Deus, agora eles vão avançar sobre o patrimônio da minha família. O Senhor conhece o meu coração e sabe que estou disposto pessoalmente a pagar o preço de lutar por justiça, mas a injustiça é muito grande e agora vai atingir quem eu mais amo. Dói buscar justiça e ver a injustiça se abater justamente sobre a vida da minha família, da minha esposa e dos meus filhos.
- Quando foi que eu permiti que você e sua família fossem tocados? Quando você foi condenado a pagar mais de cem mil reais por conta do Power Point, eu não fiz choverem mais de doze mil pix em menos de 36 horas na sua conta? Não foi mais de meio milhão de reais sem você abrir a boca para pedir? Quando você viu qualquer coisa parecida, homem de pequena fé? Não tema. Seja forte e corajoso.

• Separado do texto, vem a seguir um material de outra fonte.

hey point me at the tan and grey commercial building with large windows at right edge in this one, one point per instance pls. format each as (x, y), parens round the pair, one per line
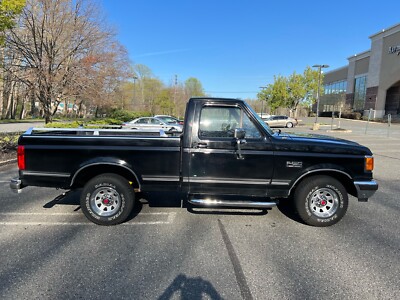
(370, 81)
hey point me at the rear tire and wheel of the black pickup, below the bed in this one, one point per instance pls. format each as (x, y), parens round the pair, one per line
(107, 199)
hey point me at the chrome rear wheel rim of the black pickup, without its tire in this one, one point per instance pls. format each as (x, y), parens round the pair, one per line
(105, 201)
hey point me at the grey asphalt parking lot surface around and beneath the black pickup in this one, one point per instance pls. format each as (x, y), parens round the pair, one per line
(49, 250)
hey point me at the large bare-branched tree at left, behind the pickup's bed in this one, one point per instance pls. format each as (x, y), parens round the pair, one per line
(54, 41)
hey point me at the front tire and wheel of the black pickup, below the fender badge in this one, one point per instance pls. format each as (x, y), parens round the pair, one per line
(321, 201)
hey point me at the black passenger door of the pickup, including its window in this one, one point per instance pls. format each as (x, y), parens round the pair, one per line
(217, 166)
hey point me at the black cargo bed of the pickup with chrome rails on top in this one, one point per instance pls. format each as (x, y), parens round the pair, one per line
(152, 154)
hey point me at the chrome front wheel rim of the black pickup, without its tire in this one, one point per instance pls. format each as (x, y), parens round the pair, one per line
(324, 202)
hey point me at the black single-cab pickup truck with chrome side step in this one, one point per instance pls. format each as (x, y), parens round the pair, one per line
(226, 156)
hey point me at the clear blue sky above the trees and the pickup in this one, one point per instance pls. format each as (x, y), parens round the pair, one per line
(235, 47)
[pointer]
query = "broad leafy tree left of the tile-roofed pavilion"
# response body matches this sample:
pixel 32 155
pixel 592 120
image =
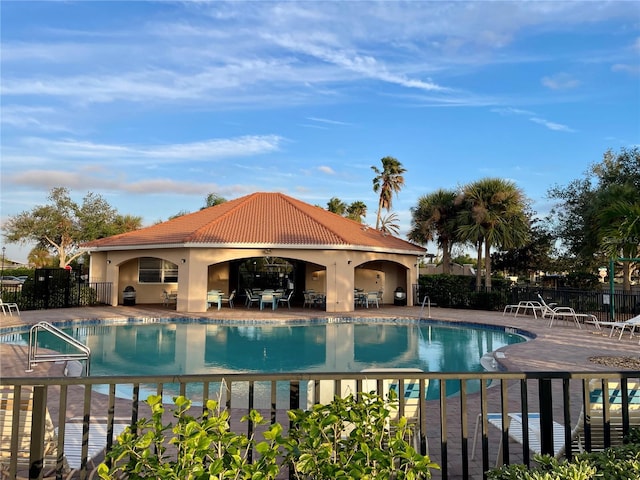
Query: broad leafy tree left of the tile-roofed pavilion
pixel 62 225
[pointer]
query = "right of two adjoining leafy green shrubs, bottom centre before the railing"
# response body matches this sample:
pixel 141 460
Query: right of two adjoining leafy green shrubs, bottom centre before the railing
pixel 354 438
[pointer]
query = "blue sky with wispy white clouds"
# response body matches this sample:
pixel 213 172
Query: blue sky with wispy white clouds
pixel 153 105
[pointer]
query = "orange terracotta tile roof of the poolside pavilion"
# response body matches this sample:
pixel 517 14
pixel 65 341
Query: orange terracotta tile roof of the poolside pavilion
pixel 272 219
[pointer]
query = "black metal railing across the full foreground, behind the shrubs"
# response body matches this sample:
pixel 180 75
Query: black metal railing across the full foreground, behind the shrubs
pixel 558 413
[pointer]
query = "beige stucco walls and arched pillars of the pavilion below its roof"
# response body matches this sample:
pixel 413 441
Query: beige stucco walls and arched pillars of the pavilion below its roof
pixel 336 272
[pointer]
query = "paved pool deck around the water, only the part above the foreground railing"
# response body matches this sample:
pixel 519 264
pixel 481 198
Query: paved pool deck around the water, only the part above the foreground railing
pixel 561 347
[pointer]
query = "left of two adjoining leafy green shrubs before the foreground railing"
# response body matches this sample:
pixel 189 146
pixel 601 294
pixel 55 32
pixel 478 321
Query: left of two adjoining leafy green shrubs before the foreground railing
pixel 200 447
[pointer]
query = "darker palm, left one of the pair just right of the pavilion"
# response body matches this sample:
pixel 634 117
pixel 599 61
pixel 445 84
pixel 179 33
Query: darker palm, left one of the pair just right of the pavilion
pixel 435 218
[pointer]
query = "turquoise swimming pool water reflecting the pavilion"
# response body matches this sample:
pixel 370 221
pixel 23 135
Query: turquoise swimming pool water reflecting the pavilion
pixel 200 348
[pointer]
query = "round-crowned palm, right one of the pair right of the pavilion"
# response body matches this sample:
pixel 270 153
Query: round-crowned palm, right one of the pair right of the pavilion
pixel 493 215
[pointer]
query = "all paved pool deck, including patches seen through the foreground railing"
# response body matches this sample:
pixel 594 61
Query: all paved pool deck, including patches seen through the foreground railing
pixel 562 347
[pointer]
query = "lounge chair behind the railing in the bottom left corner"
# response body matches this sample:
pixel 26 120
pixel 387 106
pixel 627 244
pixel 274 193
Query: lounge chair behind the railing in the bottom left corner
pixel 15 446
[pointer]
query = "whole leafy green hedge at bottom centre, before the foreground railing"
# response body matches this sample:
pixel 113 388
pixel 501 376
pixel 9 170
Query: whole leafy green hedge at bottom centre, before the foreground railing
pixel 349 438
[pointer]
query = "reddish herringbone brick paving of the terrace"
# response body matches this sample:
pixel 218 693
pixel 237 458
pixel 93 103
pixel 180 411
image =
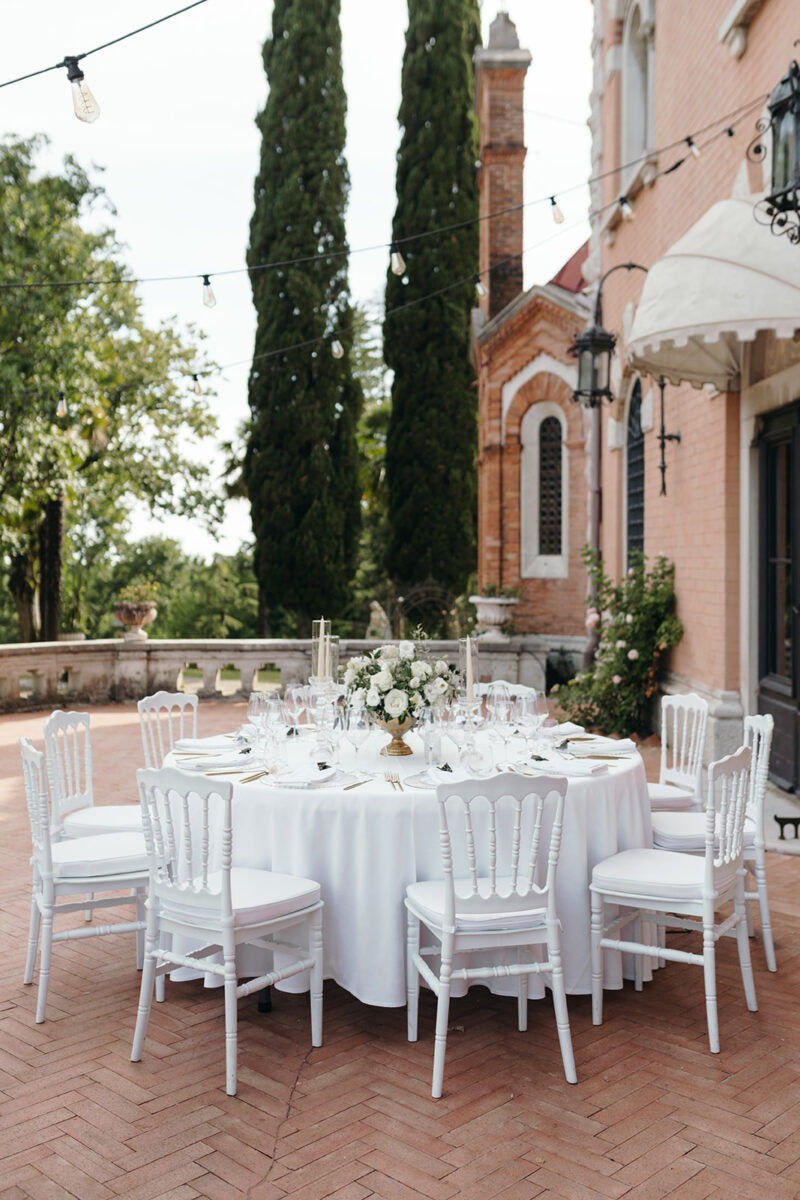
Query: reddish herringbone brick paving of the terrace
pixel 654 1114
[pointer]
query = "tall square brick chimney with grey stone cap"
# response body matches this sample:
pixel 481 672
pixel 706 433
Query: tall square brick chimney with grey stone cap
pixel 500 81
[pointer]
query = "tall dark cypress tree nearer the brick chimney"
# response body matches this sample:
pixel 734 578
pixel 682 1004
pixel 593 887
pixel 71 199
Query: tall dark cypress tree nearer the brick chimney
pixel 432 435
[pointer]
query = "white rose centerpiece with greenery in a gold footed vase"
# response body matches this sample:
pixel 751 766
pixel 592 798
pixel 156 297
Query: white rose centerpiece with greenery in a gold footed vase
pixel 396 686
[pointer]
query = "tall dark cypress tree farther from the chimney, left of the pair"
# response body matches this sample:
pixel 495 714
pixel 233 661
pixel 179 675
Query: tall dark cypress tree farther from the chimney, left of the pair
pixel 302 467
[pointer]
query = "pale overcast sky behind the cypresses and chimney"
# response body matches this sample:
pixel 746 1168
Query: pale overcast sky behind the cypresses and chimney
pixel 179 149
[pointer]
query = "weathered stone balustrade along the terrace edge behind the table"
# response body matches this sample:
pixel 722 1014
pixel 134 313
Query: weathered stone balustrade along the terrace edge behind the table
pixel 118 669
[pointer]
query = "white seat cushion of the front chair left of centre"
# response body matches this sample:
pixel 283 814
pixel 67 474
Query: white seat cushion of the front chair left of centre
pixel 256 897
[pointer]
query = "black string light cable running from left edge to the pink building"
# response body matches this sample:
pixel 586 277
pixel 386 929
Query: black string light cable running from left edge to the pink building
pixel 729 122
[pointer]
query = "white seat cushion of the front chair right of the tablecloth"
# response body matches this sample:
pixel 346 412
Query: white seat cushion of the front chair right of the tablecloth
pixel 658 873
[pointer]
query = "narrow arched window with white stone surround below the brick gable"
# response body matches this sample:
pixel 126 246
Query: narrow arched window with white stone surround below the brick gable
pixel 544 493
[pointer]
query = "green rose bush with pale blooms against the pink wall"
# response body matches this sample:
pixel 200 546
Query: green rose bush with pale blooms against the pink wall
pixel 636 626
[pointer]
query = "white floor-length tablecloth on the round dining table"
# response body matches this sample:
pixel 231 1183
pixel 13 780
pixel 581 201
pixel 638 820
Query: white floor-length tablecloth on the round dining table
pixel 366 845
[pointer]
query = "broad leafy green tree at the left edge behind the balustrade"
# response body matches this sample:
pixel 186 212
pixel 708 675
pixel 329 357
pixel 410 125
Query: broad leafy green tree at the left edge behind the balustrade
pixel 95 406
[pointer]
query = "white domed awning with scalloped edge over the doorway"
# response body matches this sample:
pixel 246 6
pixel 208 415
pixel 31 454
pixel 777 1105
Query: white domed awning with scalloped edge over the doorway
pixel 727 279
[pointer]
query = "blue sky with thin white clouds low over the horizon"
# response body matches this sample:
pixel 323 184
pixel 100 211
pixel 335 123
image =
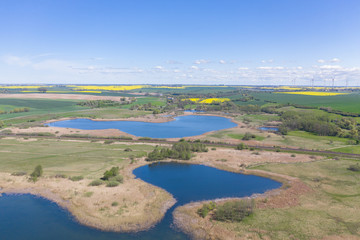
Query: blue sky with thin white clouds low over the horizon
pixel 231 42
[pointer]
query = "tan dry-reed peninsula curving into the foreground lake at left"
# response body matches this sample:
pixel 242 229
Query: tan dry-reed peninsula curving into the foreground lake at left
pixel 142 219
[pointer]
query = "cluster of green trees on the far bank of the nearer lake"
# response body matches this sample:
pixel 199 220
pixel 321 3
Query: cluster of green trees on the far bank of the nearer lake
pixel 181 150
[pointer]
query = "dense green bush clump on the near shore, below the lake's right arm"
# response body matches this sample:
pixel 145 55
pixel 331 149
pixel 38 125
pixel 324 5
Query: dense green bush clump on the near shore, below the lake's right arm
pixel 234 211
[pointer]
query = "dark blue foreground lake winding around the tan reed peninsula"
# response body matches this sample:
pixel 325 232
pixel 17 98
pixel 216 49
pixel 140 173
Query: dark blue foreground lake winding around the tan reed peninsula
pixel 29 217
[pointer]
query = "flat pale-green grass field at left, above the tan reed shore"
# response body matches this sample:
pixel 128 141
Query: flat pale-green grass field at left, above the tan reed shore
pixel 89 159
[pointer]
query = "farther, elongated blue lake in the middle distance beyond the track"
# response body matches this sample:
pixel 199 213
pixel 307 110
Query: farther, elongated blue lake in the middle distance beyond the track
pixel 184 126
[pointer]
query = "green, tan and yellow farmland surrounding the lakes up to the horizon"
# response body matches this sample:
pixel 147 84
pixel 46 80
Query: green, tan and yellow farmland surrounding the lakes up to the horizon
pixel 331 190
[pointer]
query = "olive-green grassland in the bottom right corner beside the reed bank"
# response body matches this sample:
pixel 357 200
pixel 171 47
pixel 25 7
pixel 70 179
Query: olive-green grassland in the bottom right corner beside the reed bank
pixel 329 210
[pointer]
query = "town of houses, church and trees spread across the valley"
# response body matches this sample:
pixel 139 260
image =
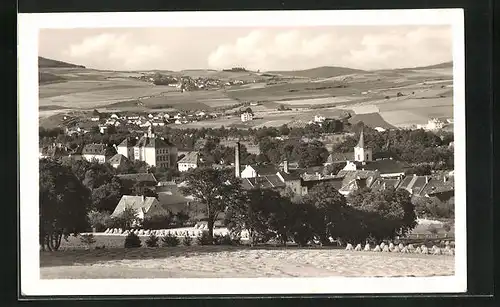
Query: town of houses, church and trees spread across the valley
pixel 139 162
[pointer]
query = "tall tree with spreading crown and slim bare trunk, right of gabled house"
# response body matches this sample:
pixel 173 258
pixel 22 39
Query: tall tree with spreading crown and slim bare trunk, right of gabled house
pixel 216 189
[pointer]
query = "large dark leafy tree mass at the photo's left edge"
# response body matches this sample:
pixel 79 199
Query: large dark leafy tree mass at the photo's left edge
pixel 64 203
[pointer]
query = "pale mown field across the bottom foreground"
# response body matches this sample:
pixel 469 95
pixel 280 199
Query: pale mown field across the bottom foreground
pixel 243 262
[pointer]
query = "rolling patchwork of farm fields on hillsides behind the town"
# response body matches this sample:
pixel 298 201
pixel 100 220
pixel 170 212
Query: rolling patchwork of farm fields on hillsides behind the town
pixel 402 97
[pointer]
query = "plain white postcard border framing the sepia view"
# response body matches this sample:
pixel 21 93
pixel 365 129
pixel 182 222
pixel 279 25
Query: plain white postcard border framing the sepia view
pixel 31 284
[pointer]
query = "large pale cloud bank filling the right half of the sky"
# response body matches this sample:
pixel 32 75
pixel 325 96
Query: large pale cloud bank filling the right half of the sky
pixel 301 49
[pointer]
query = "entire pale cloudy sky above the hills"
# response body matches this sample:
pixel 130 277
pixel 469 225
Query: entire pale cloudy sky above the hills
pixel 265 49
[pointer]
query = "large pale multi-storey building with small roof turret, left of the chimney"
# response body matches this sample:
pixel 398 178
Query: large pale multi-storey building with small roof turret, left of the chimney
pixel 154 150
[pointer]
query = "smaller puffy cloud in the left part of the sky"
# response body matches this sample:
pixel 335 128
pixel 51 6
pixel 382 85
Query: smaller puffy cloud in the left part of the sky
pixel 115 50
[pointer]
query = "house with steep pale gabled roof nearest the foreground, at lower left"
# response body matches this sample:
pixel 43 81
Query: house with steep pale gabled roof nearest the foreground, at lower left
pixel 144 206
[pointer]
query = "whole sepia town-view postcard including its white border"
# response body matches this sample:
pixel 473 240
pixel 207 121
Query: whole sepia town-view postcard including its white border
pixel 242 152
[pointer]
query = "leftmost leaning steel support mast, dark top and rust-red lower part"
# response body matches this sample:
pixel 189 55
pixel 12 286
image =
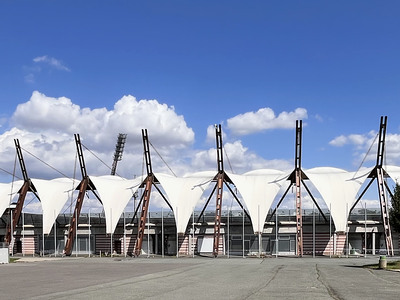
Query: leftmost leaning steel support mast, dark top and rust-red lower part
pixel 26 187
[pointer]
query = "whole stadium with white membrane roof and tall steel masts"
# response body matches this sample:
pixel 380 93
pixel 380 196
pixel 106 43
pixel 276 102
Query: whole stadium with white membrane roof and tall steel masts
pixel 211 213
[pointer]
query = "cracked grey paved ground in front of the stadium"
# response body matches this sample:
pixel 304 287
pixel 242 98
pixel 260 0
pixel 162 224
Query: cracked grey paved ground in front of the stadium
pixel 197 278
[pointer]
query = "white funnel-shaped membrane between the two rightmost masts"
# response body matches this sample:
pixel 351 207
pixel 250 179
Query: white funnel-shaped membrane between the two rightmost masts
pixel 338 189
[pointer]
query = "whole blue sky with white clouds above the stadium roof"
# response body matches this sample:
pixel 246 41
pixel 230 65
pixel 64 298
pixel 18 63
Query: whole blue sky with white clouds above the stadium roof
pixel 253 66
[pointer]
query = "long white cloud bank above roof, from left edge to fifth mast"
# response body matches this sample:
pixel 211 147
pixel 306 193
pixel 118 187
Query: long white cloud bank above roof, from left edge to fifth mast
pixel 46 126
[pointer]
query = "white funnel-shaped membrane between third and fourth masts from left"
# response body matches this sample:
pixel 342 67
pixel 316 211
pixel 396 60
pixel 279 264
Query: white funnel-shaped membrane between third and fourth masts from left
pixel 183 193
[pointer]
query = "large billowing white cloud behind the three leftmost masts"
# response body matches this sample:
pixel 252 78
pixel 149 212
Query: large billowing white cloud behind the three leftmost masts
pixel 46 127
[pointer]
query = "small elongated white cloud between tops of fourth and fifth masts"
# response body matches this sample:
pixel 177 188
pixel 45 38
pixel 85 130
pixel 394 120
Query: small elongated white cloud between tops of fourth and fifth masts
pixel 264 119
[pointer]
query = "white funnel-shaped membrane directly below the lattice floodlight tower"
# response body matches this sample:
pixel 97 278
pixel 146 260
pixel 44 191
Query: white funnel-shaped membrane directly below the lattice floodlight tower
pixel 115 193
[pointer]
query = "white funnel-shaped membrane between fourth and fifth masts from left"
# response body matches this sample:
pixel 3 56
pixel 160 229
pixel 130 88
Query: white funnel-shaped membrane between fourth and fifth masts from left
pixel 258 189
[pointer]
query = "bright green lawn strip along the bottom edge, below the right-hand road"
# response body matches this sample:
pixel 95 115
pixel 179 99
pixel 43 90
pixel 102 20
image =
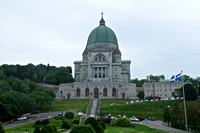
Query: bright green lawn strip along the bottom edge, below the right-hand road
pixel 138 128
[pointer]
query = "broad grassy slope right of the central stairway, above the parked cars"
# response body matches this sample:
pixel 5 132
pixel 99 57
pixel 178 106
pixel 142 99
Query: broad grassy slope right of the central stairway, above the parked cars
pixel 147 109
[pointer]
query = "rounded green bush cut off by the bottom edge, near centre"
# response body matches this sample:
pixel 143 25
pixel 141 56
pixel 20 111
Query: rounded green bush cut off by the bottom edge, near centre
pixel 82 129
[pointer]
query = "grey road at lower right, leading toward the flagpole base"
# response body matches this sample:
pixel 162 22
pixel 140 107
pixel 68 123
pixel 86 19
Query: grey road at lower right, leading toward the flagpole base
pixel 160 126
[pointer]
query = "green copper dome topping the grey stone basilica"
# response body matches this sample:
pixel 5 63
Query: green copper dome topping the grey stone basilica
pixel 102 34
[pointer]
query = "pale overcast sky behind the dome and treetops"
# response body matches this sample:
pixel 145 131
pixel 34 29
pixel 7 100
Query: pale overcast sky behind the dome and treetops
pixel 158 36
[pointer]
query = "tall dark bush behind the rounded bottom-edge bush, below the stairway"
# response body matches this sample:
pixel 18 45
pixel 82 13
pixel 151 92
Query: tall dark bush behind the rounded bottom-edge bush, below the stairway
pixel 97 127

O meu coração foi reconfortado, mas eu ainda imaginei colocar uma última questão para Deus:
Sim, Deus, mas estou sendo perseguido e fui impedido de seguir no caminho de transformação que havia sonhado. O que eu faço agora?
- Há muito tempo, dei a Moisés uma direção para sair do Egito com os israelitas. Então, quando eles viram no seu encalço os exércitos egípcios que queriam matá-los e renovar sua escravidão, e então se depararam com o Mar Vermelho à frente, ficaram desorientados. Moisés clamou a mim e Eu respondi, dizendo: “por que você está clamando a mim? Diga aos israelitas que sigam avante”. Siga avante no seu firme propósito.
Não sou Moisés e estou longe de ser um dos meus heróis da fé, mas eles são exemplos, modelos e referências para mim e milhões de cristãos. Aquele momento de reflexão nos céus, olhando para a imensidão da criação, foi um momento precioso, em atitude de oração, que vou guardar comigo. Há toda uma população que quer seguir na direção de um país em que os governantes se curvem aos interesses do povo e não aos seus próprios interesses. Todos querem um país mais justo e próspero. É preciso reunir essas pessoas, organizar os esforços e avançar, com trabalho, estratégia, perseverança e fé.